Меня разочаровала простота его желания. Нет, я не желал бы жить просто так. Должно же оно прийти, пусть что-то короткое, но необычное, радостное. Например, однажды встанет солнце вполнеба, займет всю степь с востока.
— Вот, вот, — перебил меня Костя. — Будет этакое чудо, и будет оно с окончанием войны. Вот увидишь…
Так мы, переговариваясь, работали, а между тем на землю надвинулись сумерки внезапно и глухо.
— Пора кончать, а то все пальцы побьем.
Костя опять закурил, и, освещенное слабым светом папиросы, его лицо было и вовсе пугающе-страшным.
— Любишь красоту, Серега?
Странные вопросы он сегодня задавал. Я сказал, что люблю особенно степь, когда она зацветает сон-травою, и еще люблю июньские березы, и небо погожее над ними, и крупные облака.

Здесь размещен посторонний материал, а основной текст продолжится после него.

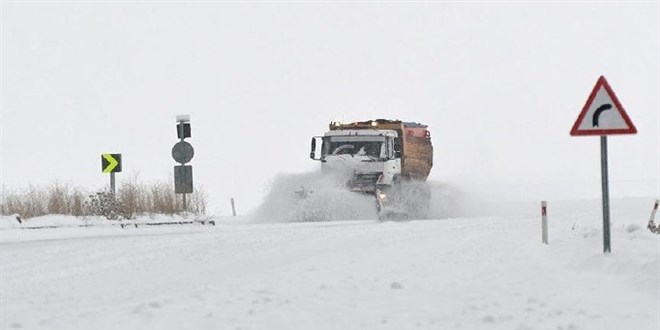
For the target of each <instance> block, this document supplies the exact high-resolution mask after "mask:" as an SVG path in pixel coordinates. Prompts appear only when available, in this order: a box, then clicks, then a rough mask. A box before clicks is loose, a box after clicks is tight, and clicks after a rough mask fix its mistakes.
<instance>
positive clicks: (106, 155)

— Ну ясно. Не зря ты тянулся к Раздолинскому. А он счастливый, ему все доступно. А я до войны дурак был, подсмеивался над ним. Да и уже на фронте замполит выступал: дескать, красота спасет мир. Не верил я. В силу только верил, а сила — по моему тогдашнему уразумению — штука страшная была. И уже позже понял: сила силе рознь: в одной — безобразие, в другой — красота. Смотря какое ее назначение. За какой силой правда, та и есть красота. Верно говорил замполит.